Spoiler alert:  in the following, I will divulge certain aspects relating to the climax of A FIELD GUIDE TO DECEPTION.

It began with an idea for a boy in a trunk.  The boy would be dead.  And, over time, the story of his death would unfold.  And then I got bored.  I never actually  wrote anything for that one.  Well, maybe a paragraph.  It would have been set in Seattle.

And then I saw a girl on the run.  A thief.  She’d stolen a tremendous amount of money, and bolted.  The thieving was particularly fascinating for me.  I explored any number of scenarios wherein rough men would come looking for her.  Bored again.  Not with the thieving — the thieving got inside me — but with the inevitable hunt.

And then, I saw a woman, years later, a woman with a child, and a fairly strange, mundane task, and a cloistered, gifted life, and suddenly the whole thing sparked.  So I had Claire.  And she was meant to be the villain.  A sympathetic villain.  But a villain nonetheless.

And from those first moments, from the moments when I saw Claire, her life, and her past, and her child, I saw an accident.  A horrible, tragic accident, which resulted in a girl’s death (the boy in the trunk may have influenced this line of thinking).  And I saw another woman step in, take the blame, martyr herself.  Of course they would have to be similar looking, a fun play on the cliche of twinkie lesbians.

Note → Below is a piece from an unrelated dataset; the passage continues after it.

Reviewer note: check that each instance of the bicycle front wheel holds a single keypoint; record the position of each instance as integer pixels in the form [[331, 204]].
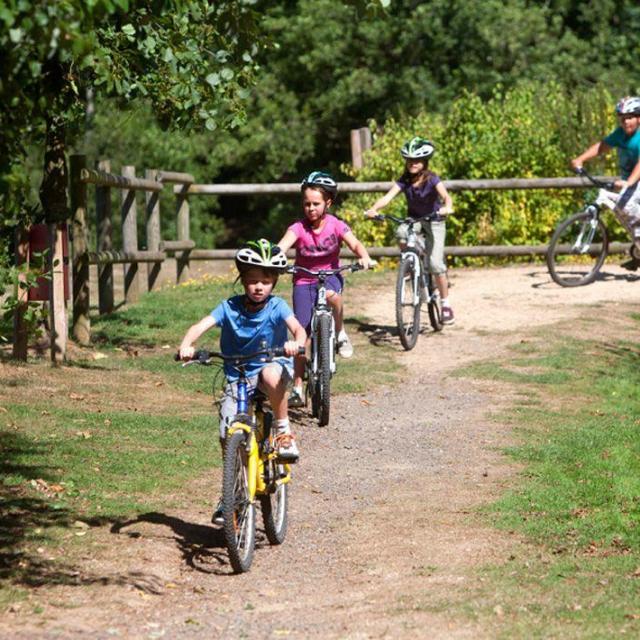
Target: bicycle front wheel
[[323, 378], [408, 303], [577, 250], [239, 512], [435, 305]]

I loved this notion of martyrdom.  The selfless hero throwing it all away for the beautiful villain.  Then I began to write.  And the tone, from the first pages, didn’t work.  I would make Liv heroic.  I would make Claire villainous.  Yet they weren’t, either of them, simply these things.  They were both heroic and both villainous.  They were trying.  They were trying and failing and trying again.  I admired them.  And it occurred to me, as I wrote into Part Two, that it’s most interesting to get away with something horrible, to have to live with the consequences of your actions without any judicial punishment.  To have only your conscience trouble you.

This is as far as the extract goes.